I'd also point out that you and I share a friend who rapidly rose to become the CEO of a biotech company without any prior experience in the industry.
Mike Lunt said…
In some ways, I think we are talking past each other a bit, so I’ll be less subtle in my response.

• Your assessment and qualifications for hiring a product manager are spot-on, and when someone with these skills applies for the job, make them an offer immediately.
First, Break All the Rules also has some great points on hiring for talent and the ability to learn over industry experience. This is precisely why I think it’s ineffective when companies give language-specific syntax tests to hire developers.


What I’m saying specifically for product managers is the following:

1) The number of people that will apply for a product management job with these skills (market assessment, strategy determination, etc.) is few and far between, in my experience. If I understand your points, the reasoning may be because the job descriptions aren’t worded properly, and maybe you’re right. Admittedly, it’s not immediately apparent to me at this juncture.
2) “Product managers” have varying roles at every company, regardless of the title, and in many cases, companies don’t even know how to how to describe the combination of release manager, business analyst, pseudo-architect, and inbound marketing strategist that would fit all the urgent needs, especially at an early stage company.
3) Given #1 and #2, hiring someone that can at least have a day-one conversation with customers, internal stakeholders, and developers/engineers doesn’t seem like a bad option for many situations.


p.s. Our mutual friend has an unusually high range of skills in my book, and the rules of normal expectations don’t apply to him. If all the candidates that applied for product management positions had his talents, we might not even have this as a topic of discussion. :-)
Roger L. Cauvin said…
Thanks for the lucid thoughts, Mike. Your three points all make sense to me. I think point 1 is a self-fulfilling prophecy. In companies where I've worked, I've seen 90% of candidates rejected on the basis of their resumes. You can't recognize talent - the most important hiring criterion - from a traditional resume.

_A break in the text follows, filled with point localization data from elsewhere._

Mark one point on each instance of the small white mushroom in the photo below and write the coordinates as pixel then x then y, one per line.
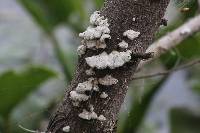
pixel 123 44
pixel 108 80
pixel 85 86
pixel 90 72
pixel 113 60
pixel 131 34
pixel 88 115
pixel 103 95
pixel 185 31
pixel 105 36
pixel 77 97
pixel 66 129
pixel 102 118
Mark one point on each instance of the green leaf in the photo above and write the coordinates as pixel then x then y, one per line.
pixel 14 87
pixel 183 121
pixel 98 3
pixel 190 48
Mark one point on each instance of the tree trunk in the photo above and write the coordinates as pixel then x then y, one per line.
pixel 148 16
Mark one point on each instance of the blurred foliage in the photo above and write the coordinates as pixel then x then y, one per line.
pixel 48 14
pixel 14 87
pixel 139 109
pixel 184 121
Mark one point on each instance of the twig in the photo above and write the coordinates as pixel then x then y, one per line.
pixel 190 64
pixel 172 39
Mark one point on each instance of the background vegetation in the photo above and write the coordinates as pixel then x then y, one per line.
pixel 32 84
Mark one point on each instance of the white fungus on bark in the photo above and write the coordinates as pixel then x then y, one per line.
pixel 113 60
pixel 85 86
pixel 103 95
pixel 96 19
pixel 96 34
pixel 90 72
pixel 81 50
pixel 78 97
pixel 108 80
pixel 131 34
pixel 123 44
pixel 185 31
pixel 66 129
pixel 98 28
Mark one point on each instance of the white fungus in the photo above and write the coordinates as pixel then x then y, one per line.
pixel 103 95
pixel 108 80
pixel 88 115
pixel 66 129
pixel 102 118
pixel 81 50
pixel 131 34
pixel 90 72
pixel 85 86
pixel 123 44
pixel 77 97
pixel 105 36
pixel 185 31
pixel 113 60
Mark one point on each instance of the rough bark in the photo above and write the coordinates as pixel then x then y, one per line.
pixel 120 14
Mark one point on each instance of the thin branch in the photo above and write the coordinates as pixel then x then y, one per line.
pixel 172 39
pixel 190 64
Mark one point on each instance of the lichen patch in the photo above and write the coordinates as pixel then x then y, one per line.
pixel 108 80
pixel 66 129
pixel 123 44
pixel 88 115
pixel 102 118
pixel 78 97
pixel 131 34
pixel 103 95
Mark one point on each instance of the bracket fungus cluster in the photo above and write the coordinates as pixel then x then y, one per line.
pixel 94 38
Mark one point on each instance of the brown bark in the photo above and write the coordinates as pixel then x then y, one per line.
pixel 120 13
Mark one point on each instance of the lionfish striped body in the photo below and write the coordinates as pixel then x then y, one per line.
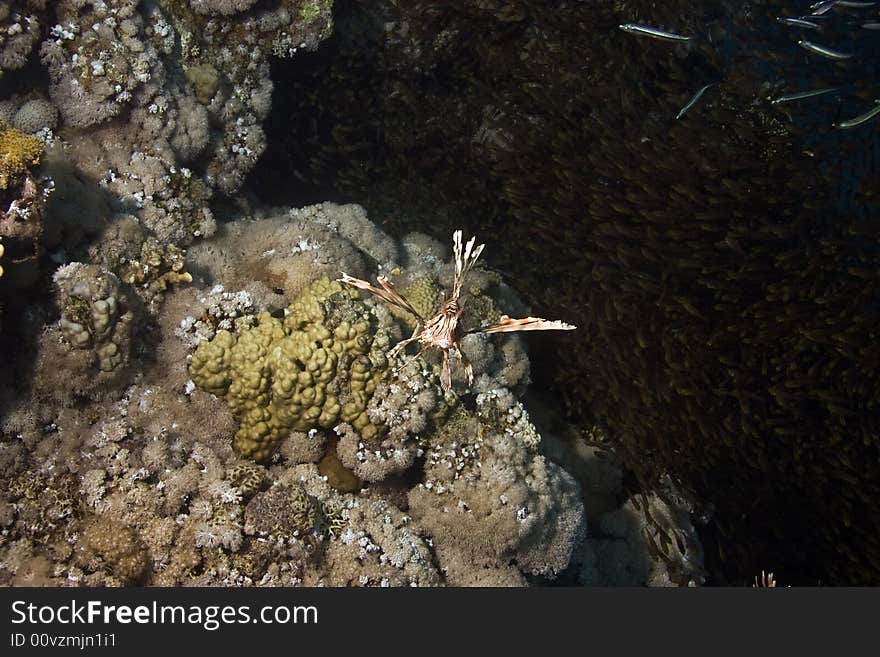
pixel 441 331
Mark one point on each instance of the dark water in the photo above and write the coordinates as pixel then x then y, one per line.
pixel 722 265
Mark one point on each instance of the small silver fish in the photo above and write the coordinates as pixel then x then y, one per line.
pixel 693 101
pixel 822 50
pixel 799 22
pixel 801 95
pixel 820 8
pixel 861 118
pixel 654 32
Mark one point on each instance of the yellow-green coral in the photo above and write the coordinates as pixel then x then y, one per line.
pixel 18 152
pixel 315 368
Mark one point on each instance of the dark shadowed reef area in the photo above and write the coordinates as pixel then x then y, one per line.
pixel 722 264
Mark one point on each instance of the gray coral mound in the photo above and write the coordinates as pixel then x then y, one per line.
pixel 415 489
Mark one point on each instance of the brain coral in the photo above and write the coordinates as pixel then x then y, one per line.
pixel 315 368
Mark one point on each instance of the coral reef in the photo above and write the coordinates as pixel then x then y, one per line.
pixel 316 367
pixel 200 402
pixel 372 475
pixel 721 263
pixel 90 344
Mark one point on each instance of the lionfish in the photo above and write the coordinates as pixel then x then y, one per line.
pixel 442 331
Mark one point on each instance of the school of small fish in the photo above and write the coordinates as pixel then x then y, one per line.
pixel 820 15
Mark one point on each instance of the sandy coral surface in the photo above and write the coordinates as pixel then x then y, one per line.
pixel 200 401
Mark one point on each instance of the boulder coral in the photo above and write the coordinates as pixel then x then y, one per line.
pixel 316 367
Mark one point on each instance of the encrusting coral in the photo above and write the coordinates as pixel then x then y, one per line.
pixel 298 378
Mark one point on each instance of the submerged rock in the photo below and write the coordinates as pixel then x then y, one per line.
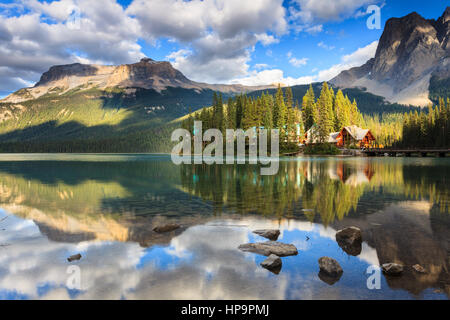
pixel 167 228
pixel 268 234
pixel 350 240
pixel 273 263
pixel 270 247
pixel 330 267
pixel 392 269
pixel 75 257
pixel 418 268
pixel 330 280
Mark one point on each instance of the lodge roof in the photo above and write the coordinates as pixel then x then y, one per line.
pixel 356 132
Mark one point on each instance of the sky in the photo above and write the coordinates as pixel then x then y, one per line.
pixel 252 42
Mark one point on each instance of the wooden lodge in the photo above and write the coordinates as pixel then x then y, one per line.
pixel 348 136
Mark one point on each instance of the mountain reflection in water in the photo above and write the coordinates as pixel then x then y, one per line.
pixel 106 206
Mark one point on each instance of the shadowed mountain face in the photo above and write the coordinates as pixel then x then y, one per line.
pixel 410 52
pixel 93 108
pixel 146 74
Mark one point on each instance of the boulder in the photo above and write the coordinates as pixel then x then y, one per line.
pixel 75 257
pixel 268 234
pixel 330 267
pixel 330 280
pixel 392 269
pixel 272 263
pixel 350 240
pixel 419 269
pixel 166 228
pixel 270 247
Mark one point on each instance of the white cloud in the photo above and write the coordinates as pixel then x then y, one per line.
pixel 266 39
pixel 355 59
pixel 309 15
pixel 216 37
pixel 324 10
pixel 276 76
pixel 321 44
pixel 298 62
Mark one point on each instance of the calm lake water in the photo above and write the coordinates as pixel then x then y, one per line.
pixel 106 206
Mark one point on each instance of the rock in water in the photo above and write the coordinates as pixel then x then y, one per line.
pixel 350 240
pixel 330 267
pixel 268 234
pixel 392 269
pixel 272 263
pixel 418 268
pixel 270 247
pixel 74 258
pixel 330 280
pixel 166 228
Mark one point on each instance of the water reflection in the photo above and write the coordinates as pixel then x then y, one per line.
pixel 106 208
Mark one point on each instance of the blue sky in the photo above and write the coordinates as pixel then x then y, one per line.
pixel 253 42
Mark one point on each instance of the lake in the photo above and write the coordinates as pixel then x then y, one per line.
pixel 106 206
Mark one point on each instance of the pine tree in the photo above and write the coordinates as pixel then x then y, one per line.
pixel 309 109
pixel 325 122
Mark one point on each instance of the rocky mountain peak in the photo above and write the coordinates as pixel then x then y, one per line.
pixel 410 51
pixel 146 74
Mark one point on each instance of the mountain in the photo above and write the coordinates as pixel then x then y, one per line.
pixel 92 108
pixel 146 74
pixel 411 63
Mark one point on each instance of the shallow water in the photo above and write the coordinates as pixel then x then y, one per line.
pixel 105 207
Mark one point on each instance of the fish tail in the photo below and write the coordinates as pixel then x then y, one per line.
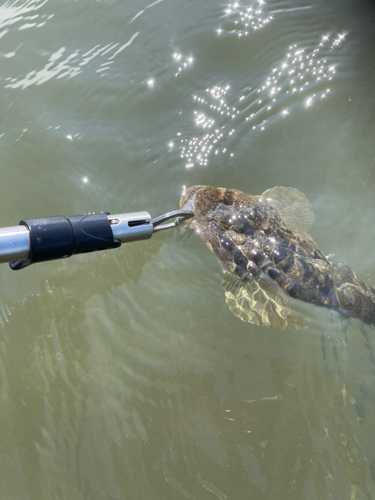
pixel 356 298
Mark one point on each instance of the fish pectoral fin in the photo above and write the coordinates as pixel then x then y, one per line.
pixel 293 206
pixel 264 306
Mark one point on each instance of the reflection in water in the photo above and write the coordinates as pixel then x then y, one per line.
pixel 61 65
pixel 239 20
pixel 105 387
pixel 20 15
pixel 303 77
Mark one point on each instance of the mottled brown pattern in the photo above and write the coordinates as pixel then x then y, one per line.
pixel 252 241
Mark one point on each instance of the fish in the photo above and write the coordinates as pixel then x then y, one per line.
pixel 270 261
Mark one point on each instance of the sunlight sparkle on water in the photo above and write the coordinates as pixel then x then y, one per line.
pixel 300 79
pixel 244 18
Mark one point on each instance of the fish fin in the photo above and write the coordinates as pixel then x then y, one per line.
pixel 260 304
pixel 293 206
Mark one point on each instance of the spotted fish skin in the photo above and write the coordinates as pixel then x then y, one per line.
pixel 258 238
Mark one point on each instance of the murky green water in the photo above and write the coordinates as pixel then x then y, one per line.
pixel 123 374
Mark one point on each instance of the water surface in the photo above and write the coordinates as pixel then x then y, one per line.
pixel 123 374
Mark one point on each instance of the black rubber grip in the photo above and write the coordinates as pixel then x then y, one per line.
pixel 58 237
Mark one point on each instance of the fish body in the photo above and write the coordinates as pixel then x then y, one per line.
pixel 269 259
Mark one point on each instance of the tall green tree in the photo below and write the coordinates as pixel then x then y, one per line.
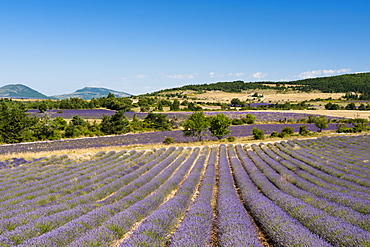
pixel 196 125
pixel 115 124
pixel 157 121
pixel 219 125
pixel 15 123
pixel 321 122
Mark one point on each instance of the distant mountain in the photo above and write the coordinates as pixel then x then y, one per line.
pixel 87 93
pixel 20 91
pixel 359 82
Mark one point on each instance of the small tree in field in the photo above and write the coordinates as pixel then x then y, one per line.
pixel 258 134
pixel 219 125
pixel 321 122
pixel 196 125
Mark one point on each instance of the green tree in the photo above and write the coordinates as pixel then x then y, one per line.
pixel 175 106
pixel 258 134
pixel 115 124
pixel 196 125
pixel 287 131
pixel 321 122
pixel 157 121
pixel 249 119
pixel 303 131
pixel 219 125
pixel 15 124
pixel 42 107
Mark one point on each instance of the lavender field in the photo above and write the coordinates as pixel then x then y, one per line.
pixel 261 116
pixel 143 138
pixel 312 192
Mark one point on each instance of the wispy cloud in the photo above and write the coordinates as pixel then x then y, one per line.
pixel 141 76
pixel 215 75
pixel 220 75
pixel 236 74
pixel 316 73
pixel 259 75
pixel 179 76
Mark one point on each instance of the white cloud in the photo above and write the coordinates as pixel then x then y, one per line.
pixel 259 75
pixel 316 73
pixel 141 76
pixel 215 75
pixel 236 74
pixel 180 76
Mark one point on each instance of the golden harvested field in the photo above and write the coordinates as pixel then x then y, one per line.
pixel 269 96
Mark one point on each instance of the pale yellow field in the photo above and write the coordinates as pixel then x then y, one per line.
pixel 86 153
pixel 269 96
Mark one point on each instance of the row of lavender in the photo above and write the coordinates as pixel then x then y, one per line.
pixel 261 116
pixel 296 193
pixel 142 138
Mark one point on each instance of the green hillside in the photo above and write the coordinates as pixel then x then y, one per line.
pixel 359 83
pixel 20 91
pixel 88 93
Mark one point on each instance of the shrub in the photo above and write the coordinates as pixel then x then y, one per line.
pixel 287 131
pixel 237 121
pixel 303 131
pixel 168 140
pixel 258 134
pixel 249 119
pixel 231 138
pixel 274 134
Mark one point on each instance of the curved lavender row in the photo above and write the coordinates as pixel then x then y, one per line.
pixel 24 176
pixel 122 222
pixel 143 138
pixel 323 175
pixel 283 229
pixel 155 229
pixel 52 190
pixel 285 168
pixel 196 227
pixel 23 209
pixel 336 163
pixel 352 146
pixel 51 214
pixel 77 226
pixel 26 207
pixel 55 182
pixel 338 159
pixel 328 167
pixel 334 230
pixel 43 212
pixel 313 176
pixel 50 170
pixel 356 155
pixel 283 179
pixel 235 228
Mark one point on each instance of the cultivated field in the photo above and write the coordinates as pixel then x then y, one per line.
pixel 272 96
pixel 312 192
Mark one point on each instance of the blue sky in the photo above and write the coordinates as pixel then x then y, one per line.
pixel 58 46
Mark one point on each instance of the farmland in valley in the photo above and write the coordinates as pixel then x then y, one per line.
pixel 312 192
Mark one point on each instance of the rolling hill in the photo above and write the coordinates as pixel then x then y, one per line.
pixel 88 93
pixel 20 91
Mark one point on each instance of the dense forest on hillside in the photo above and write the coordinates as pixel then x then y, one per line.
pixel 232 87
pixel 359 83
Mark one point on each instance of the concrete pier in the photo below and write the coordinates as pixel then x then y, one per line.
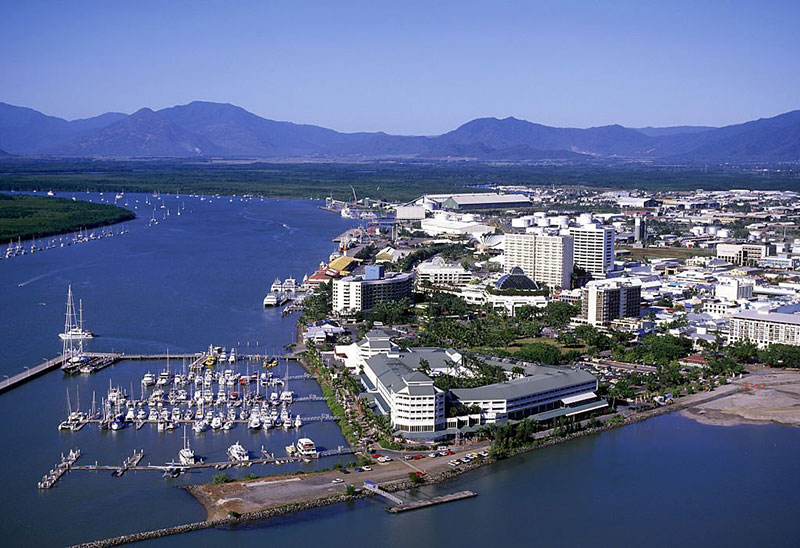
pixel 417 504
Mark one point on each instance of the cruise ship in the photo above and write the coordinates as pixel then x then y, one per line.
pixel 237 453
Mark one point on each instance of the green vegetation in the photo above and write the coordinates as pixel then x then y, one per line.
pixel 24 216
pixel 221 478
pixel 396 181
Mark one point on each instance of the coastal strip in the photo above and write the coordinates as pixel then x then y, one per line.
pixel 395 486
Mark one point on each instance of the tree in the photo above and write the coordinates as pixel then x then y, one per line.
pixel 780 355
pixel 565 338
pixel 540 352
pixel 558 314
pixel 424 366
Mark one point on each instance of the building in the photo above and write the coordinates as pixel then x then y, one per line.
pixel 479 200
pixel 553 261
pixel 520 252
pixel 546 259
pixel 438 273
pixel 764 327
pixel 354 294
pixel 544 393
pixel 733 290
pixel 744 254
pixel 410 213
pixel 593 248
pixel 407 395
pixel 606 300
pixel 640 230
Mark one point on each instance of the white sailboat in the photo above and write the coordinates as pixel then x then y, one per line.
pixel 73 328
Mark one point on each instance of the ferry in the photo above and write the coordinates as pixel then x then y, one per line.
pixel 306 447
pixel 237 453
pixel 186 455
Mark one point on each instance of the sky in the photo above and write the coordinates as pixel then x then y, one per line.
pixel 409 67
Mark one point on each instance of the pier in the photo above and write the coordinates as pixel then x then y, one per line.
pixel 31 373
pixel 417 504
pixel 100 360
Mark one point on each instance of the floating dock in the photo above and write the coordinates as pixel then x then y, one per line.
pixel 417 504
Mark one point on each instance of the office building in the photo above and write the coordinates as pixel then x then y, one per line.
pixel 593 248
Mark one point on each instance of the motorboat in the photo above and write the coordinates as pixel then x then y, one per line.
pixel 237 453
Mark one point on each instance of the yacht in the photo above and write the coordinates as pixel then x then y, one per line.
pixel 306 447
pixel 237 453
pixel 186 455
pixel 73 330
pixel 149 379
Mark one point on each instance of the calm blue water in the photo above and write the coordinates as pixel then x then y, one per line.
pixel 199 279
pixel 182 284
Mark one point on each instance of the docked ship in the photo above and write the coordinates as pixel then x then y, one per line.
pixel 237 453
pixel 186 455
pixel 73 328
pixel 306 448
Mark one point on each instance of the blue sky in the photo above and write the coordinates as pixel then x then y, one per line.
pixel 405 66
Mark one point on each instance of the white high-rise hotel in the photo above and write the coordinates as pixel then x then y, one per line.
pixel 546 259
pixel 593 248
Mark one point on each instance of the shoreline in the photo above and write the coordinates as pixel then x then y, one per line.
pixel 398 484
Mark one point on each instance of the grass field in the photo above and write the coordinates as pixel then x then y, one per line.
pixel 27 217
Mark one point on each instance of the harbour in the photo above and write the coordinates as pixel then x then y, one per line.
pixel 133 321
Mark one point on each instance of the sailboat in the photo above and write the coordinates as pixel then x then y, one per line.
pixel 73 326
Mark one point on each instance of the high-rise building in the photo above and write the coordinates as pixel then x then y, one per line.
pixel 553 261
pixel 354 294
pixel 606 300
pixel 545 259
pixel 520 250
pixel 640 230
pixel 593 248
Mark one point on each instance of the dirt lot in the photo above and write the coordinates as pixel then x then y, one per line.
pixel 769 397
pixel 264 493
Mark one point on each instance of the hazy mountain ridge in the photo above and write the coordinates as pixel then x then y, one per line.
pixel 205 129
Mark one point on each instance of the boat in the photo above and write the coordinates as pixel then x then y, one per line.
pixel 306 447
pixel 186 455
pixel 73 330
pixel 237 453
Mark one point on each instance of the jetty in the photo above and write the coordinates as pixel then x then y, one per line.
pixel 417 504
pixel 66 464
pixel 31 373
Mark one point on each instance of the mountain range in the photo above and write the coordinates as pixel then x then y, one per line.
pixel 205 130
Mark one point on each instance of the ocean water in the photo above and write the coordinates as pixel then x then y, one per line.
pixel 198 279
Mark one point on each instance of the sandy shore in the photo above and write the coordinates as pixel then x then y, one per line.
pixel 264 493
pixel 775 399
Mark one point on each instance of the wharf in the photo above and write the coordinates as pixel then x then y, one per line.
pixel 31 373
pixel 417 504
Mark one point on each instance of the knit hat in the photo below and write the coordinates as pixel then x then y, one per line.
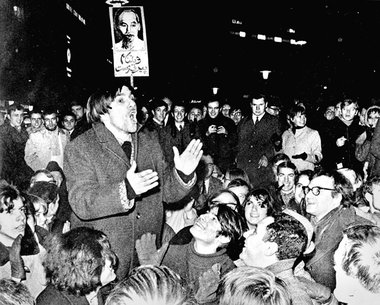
pixel 53 166
pixel 310 246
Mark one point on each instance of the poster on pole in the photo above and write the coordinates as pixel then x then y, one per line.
pixel 129 41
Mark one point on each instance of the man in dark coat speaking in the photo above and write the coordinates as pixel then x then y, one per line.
pixel 117 177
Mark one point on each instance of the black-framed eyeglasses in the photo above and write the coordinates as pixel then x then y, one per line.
pixel 315 190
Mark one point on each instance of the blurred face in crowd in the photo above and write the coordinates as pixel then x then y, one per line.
pixel 36 120
pixel 13 223
pixel 226 198
pixel 16 117
pixel 51 121
pixel 349 111
pixel 2 118
pixel 373 117
pixel 226 110
pixel 168 102
pixel 255 211
pixel 206 228
pixel 179 114
pixel 195 114
pixel 145 113
pixel 330 113
pixel 129 25
pixel 108 273
pixel 236 116
pixel 338 110
pixel 286 177
pixel 69 122
pixel 209 164
pixel 160 113
pixel 213 109
pixel 240 191
pixel 122 112
pixel 299 120
pixel 258 106
pixel 78 111
pixel 273 110
pixel 303 181
pixel 321 202
pixel 255 248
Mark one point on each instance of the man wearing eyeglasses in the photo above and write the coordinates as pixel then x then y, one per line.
pixel 328 199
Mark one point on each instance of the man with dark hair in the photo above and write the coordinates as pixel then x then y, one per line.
pixel 255 142
pixel 177 133
pixel 218 133
pixel 36 122
pixel 276 245
pixel 340 139
pixel 69 121
pixel 328 201
pixel 117 177
pixel 82 124
pixel 357 265
pixel 212 233
pixel 252 286
pixel 13 137
pixel 48 144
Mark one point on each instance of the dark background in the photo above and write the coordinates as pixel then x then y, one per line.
pixel 191 49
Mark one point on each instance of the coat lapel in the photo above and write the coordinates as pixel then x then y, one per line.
pixel 109 142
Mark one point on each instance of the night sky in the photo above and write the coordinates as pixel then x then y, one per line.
pixel 191 49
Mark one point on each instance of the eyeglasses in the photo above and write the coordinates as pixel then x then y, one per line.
pixel 316 190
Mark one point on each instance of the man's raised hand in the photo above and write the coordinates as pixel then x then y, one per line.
pixel 141 182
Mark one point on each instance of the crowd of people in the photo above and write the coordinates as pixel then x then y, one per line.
pixel 177 201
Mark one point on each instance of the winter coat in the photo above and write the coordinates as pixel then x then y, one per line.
pixel 96 168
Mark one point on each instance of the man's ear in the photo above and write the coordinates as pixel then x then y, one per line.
pixel 271 248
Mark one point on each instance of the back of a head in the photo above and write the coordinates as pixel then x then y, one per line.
pixel 362 257
pixel 45 190
pixel 151 285
pixel 75 259
pixel 252 286
pixel 290 236
pixel 14 293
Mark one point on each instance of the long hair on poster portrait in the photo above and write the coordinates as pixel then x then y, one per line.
pixel 129 41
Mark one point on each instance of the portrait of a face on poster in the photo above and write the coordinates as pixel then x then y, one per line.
pixel 129 41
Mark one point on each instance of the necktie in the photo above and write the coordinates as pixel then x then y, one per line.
pixel 127 147
pixel 204 191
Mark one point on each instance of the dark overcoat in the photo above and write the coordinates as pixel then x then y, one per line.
pixel 96 166
pixel 254 141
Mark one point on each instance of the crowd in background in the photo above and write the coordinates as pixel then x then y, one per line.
pixel 259 202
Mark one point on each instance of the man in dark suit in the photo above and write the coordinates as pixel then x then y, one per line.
pixel 255 142
pixel 117 177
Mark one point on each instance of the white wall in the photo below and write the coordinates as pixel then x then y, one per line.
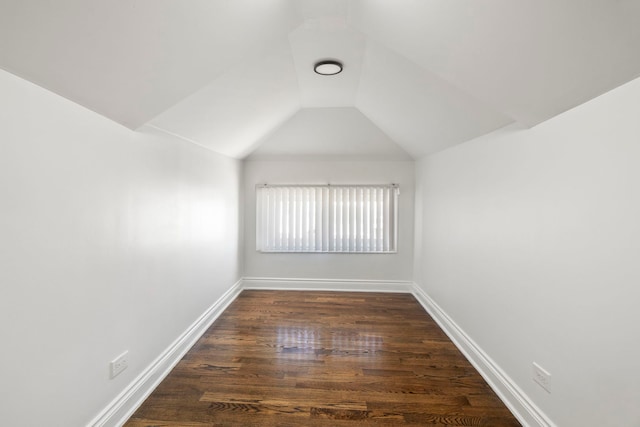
pixel 110 240
pixel 330 266
pixel 530 241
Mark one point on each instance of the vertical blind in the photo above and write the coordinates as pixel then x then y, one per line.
pixel 307 218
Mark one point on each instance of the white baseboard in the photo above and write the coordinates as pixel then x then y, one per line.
pixel 513 397
pixel 125 404
pixel 345 285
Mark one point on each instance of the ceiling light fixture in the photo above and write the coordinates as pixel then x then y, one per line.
pixel 327 68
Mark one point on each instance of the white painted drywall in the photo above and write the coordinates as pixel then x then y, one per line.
pixel 110 240
pixel 331 266
pixel 530 241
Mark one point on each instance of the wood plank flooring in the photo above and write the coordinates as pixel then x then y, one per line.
pixel 289 358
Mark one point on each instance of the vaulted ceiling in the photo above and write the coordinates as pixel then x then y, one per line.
pixel 236 76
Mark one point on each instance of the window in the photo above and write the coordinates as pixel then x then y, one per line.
pixel 327 218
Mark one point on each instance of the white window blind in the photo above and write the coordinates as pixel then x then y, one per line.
pixel 340 218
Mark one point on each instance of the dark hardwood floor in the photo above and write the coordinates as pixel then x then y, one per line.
pixel 288 358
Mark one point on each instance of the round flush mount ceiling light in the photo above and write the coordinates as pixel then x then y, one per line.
pixel 327 68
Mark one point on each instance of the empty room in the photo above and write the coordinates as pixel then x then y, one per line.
pixel 319 213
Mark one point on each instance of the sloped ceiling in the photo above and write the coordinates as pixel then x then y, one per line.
pixel 236 76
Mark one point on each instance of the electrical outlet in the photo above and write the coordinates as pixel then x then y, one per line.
pixel 119 364
pixel 542 377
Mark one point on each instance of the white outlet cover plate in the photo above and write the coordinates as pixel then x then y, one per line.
pixel 119 364
pixel 542 377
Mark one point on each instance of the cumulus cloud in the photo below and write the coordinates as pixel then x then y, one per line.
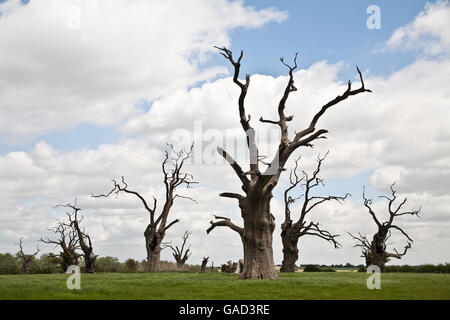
pixel 400 132
pixel 428 32
pixel 63 62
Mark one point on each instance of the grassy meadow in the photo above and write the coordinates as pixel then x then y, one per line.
pixel 217 285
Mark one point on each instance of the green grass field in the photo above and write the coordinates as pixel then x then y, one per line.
pixel 323 285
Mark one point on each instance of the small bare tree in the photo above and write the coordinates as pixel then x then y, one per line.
pixel 375 251
pixel 26 258
pixel 84 239
pixel 67 240
pixel 290 231
pixel 180 254
pixel 174 177
pixel 204 263
pixel 257 184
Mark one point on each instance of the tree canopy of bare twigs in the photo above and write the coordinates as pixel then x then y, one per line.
pixel 375 251
pixel 67 240
pixel 84 239
pixel 292 231
pixel 174 178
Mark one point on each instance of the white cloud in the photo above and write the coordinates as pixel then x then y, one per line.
pixel 401 131
pixel 429 31
pixel 54 76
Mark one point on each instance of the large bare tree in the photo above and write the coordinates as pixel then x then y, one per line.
pixel 292 231
pixel 257 183
pixel 174 177
pixel 84 239
pixel 67 240
pixel 26 258
pixel 375 251
pixel 181 254
pixel 204 263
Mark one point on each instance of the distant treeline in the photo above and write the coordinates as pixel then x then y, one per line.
pixel 423 268
pixel 50 263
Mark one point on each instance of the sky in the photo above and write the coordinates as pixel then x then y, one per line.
pixel 92 90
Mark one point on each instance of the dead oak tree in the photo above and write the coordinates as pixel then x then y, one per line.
pixel 290 231
pixel 26 258
pixel 375 251
pixel 67 240
pixel 84 239
pixel 180 254
pixel 204 263
pixel 174 178
pixel 257 184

If you reject 90% of candidates up front, you're not likely to find a lot of candidates that have the talents ideal for the job.

Buckingham and Coffman recommend that every hiring manager and recruiter should be able to enumerate the talents - not the skills and experience - needed for the role.

I've enumerated what I believe to be the most important talents of great product managers and talents of great agile team members.